The liquid needs to be in motion because the algorithm developed for particle inspection is based on image subtraction, Wierciszewski says. As soon as the spinning stops, the camera in Station 2 acquires about 50 images of the syringe, each captured 20 ms apart. The first of these images is the template against which all subsequent images are compared. If there’s a particle in the liquid, it will show up in a new position in the images taken after the template image because the liquid is moving, thanks to the spinner. When the system detects a difference between the template image and the subsequent images, it knows there is a particle in the liquid. If the particle is larger than what is deemed allowable, the system draws a circle around it when it appears on the video monitor. This alerts the operators to the existence of a particle so that they can use their touchpad to signal the controller that the syringe should be rejected.

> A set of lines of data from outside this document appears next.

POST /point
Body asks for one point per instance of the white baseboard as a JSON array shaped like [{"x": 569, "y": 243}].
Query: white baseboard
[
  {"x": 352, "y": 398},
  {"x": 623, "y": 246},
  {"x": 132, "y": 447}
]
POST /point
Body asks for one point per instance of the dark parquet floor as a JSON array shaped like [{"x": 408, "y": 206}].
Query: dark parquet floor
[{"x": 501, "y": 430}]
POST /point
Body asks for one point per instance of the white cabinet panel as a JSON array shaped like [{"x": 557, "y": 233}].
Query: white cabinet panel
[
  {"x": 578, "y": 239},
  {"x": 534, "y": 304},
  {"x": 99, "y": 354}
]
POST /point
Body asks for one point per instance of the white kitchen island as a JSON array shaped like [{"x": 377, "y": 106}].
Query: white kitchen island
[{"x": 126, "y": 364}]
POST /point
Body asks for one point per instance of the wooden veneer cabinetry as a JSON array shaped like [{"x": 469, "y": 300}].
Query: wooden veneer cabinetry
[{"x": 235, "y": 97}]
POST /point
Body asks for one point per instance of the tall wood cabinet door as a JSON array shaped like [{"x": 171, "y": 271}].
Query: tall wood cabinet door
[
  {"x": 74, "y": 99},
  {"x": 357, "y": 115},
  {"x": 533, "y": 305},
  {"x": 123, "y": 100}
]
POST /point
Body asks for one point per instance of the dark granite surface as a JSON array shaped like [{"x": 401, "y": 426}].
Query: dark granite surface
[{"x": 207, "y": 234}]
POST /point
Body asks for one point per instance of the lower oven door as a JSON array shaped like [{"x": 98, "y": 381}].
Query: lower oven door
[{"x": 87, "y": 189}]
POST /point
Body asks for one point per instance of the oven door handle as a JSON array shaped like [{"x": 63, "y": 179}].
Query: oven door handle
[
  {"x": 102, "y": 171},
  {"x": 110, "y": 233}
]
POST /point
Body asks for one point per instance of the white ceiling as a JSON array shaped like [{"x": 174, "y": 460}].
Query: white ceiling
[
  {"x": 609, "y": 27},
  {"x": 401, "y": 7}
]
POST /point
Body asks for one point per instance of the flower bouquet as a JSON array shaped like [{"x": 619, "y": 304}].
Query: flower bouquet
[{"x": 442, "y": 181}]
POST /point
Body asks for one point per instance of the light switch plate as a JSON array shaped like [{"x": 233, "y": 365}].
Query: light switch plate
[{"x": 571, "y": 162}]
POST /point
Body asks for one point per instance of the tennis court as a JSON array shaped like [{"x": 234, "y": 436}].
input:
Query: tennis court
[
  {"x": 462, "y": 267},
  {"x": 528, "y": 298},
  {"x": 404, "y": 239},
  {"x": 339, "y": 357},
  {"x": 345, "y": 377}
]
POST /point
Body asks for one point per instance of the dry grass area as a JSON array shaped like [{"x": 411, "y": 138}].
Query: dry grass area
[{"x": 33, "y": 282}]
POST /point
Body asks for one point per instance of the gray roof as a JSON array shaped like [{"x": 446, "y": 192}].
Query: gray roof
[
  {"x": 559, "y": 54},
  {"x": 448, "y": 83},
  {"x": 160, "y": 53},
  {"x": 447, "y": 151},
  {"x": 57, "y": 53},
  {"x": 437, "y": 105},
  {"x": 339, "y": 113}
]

Station 2 is for particle inspection against a white background, which makes dark particles visible. Station 3 is empty. Station 4 is similar to Station 1, where a spinner first rotates the syringe at a modest speed so that a camera can inspect for cracks. As with scratches, a cracked syringe is automatically targeted for rejection. Then the spinner goes into high-spin mode to again create movement of the liquid inside. The syringe is then advanced to Station 5 for particle inspection against a dark background, which makes particles that reflect light stand out. Again, if a particle shows up on the operator’s video monitor with a circle around it, the operator hits the touchpad to signal the system to reject that syringe.

Next is Station 6, a reject station that automatically ejects any syringe that has been identified by one of the two operators as faulty. Station 7 is empty, and Station 8 is occupied by a Herma H400 pressure-sensitive label applicator from Weber Labels & Labeling Systems. Integrated into the labeler is an X40 thermal-transfer printer from Markem-Imaje. Mounted to this station is an optical character recognition (OCR) camera from Halcon that verifies the variable information just printed by the thermal-transfer printer.

Station 9 is a busy one. The cap is inspected to make sure it’s neither too loose nor overtorqued. Also identified here is cap color so that, when syringes reach the discharge station, red-capped syringes can go down one discharge lane and blue down another. Station 9 also verifies the accuracy of label placement.

At Station 10, the syringe plunger is inspected to make sure there are no unwanted particulates on the plunger. Station 11 is a reject station. All that remains are Stations 12 and 13, for discharge of red and blue caps, respectively.